Once completed, these projects will increase EFE´s annual ridership from an average of 30 million in recent years to nearly 100 million. The implementation of other projects included in the Master Plan, such as a 27km suburban service from Quinta Normal to the north-easterly town of Batuco, and a 24km extension of the Merval service to La Calera, would push the total beyond 100 million.


One of the features of EFE´s network is that the distance by rail from the capital to Valparaíso/Viña del Mar and Talcahuano/Concepción - the second and the third most important urban agglomerations in the country - are, respectively, some 60% and 13% greater than the corresponding distance by road. Speeds are restricted, with the railway climbing at 2.5% through sharp curves on the Valparaíso/Viña del Mar line and winding around the northern banks of the Biobio River to reach Talcahuano/ Concepción. Both lines are also mainly single track, meaning that the railway is at a competitive disadvantage for daytime passenger traffic.
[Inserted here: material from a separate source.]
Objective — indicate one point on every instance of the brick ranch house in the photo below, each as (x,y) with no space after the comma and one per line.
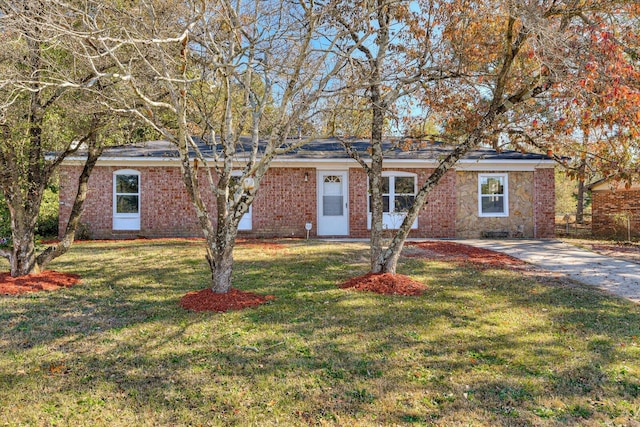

A new railway to Valparaìso has been proposed almost from the moment the existing one was opened 152 years ago and the EFE Master Plan includes a prefeasibility study of a direct tunnelled route via the scenic La Dormida pass through the coastal mountain range. The line would link stations at Til-Til and Limache on the existing route and is estimated to cost $US 1.2bn.

One difficulty of implementing the project is to combine high-speed intercity trains and greatly increased freight movements with the frequent Merval suburban service between Limache and Valparaíso. A study of a possible link to Santiago's international airport from the existing line is also underway.

The new line to Concepcíon would diverge from the main line to the south at Rucapequén, a few kilometers beyond Chillán, and would essentially follow a secondary line which was in use until around 20 years ago but never for inter-city services.

Railfreight traffic in Chile is close to a historical high, mainly due to the transport of minerals by privately-owned railways in the north, and so too is passenger traffic. However, rail's modal share remains low in both cases, and this is what EFE is aiming to address.

For financial, economic, and technical reasons the entire package of 18 projects has no chance of complete implementation by the plan's 2022 target deadline, but some of them will get off the ground, which will provide a real boost for rail in the country, and take ridership to new heights.